Some historic detailing survives internally.

Historical Context

The northward expansion of Londonderry had begun in the mid-19th century with the construction of Georgian-style terraces on Great James Street, Queen Street, and Clarendon Street, followed by the residential terraces of Crawford Square and De Burgh Terrace. By the end of the 19th century this expansion had reached the campus of Magee University, which had been incorporated into the Royal University of Ireland in 1879. The development of the university campus was accompanied by new red brick terraces at Clarence Avenue, College Terrace, and Aberfoyle Terrace itself.

The terrace was built on land belonging to John McFarland, a local magistrate and engineer who resided at Aberfoyle House on the hill overlooking Strand Road. The terrace was originally known as Templemore Terrace but renamed Aberfoyle in around 1903, taking its name from Aberfoyle House. Its designer, William A. Barker, was responsible for the standard design across the entire terrace and was also the architect of Florence Terrace on Northland Road, a Professor's House within the Magee Campus, and was associated with the layout of Foyle College grounds for building purposes. Barker died in 1898 by which point only half of the terrace had been completed, with the remaining houses finished by 1911.

Annual Revision records note that No. 9 was originally valued at £15, with its first recorded occupant being a Mr James Elliot. By 1911 the house had passed to Henry McCrossan, a local cattle dealer, and the census building return for that year described it as a second-class dwelling consisting of eight rooms. The McFarland estate retained ownership of the terrace until at least the 1970s. Under the First General Revaluation of Property in Northern Ireland (1936–57) the rateable value was raised to £24, and under the Second Revaluation (1956–72) it was further increased to £27.

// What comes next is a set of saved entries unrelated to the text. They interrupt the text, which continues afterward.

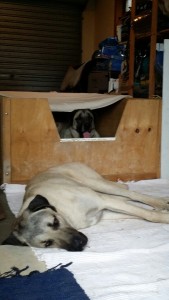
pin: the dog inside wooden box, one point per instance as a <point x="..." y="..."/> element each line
<point x="128" y="146"/>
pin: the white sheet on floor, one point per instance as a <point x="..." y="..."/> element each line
<point x="126" y="259"/>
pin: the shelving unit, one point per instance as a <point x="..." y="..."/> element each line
<point x="135" y="36"/>
<point x="144" y="30"/>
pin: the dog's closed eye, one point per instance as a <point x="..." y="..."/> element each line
<point x="47" y="243"/>
<point x="55" y="223"/>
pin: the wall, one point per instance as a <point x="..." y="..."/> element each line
<point x="165" y="114"/>
<point x="98" y="24"/>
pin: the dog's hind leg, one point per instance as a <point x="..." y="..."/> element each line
<point x="108" y="187"/>
<point x="125" y="206"/>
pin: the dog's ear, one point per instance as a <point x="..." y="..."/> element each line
<point x="12" y="240"/>
<point x="38" y="203"/>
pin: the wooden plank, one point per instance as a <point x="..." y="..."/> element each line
<point x="5" y="140"/>
<point x="36" y="145"/>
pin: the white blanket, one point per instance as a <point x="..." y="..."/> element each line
<point x="68" y="102"/>
<point x="126" y="259"/>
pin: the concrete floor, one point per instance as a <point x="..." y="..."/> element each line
<point x="5" y="224"/>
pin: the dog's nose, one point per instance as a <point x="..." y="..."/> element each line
<point x="78" y="242"/>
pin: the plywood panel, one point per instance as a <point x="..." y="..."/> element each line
<point x="35" y="143"/>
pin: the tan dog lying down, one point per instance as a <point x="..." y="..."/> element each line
<point x="66" y="198"/>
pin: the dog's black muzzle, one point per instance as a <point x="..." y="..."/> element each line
<point x="78" y="242"/>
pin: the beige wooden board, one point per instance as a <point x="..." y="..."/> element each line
<point x="35" y="143"/>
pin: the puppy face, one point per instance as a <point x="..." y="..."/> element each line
<point x="83" y="121"/>
<point x="41" y="226"/>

A 1970 Ulster Architectural Heritage Society survey described Nos. 3–35 Aberfoyle Terrace as "a pleasing terrace of two-storey houses with half dormers, each house with a ground floor half-hexagonal bay window in yellow brick. The whole terrace is in red brick with brick reveals, and dressings in yellow brick. The end houses (No. 3 and No. 35) are a little higher than the rest." Nos. 3–35 Aberfoyle Terrace were listed in 1979 and incorporated into the Magee Conservation Area in 2006. The Conservation Design Guide for the area identified Aberfoyle Terrace as one of five zones of distinct character within the Conservation Area, while noting that the terrace is "quite disconnected" from the rest and "appears isolated on the Strand Road," its setting having changed significantly from its original residential character, now overlooking heavy four-lane traffic on Strand Road.

Setting

Aberfoyle Terrace occupies the western side of Strand Road immediately to the north of Derry city centre. Magee College (University of Ulster) stands at high level directly to the rear (west), and the River Foyle lies to the east. Nos. 3–35 Aberfoyle Terrace share group value, and the terrace as a whole contributes to the late-Victorian and Edwardian character of the Magee Conservation Area.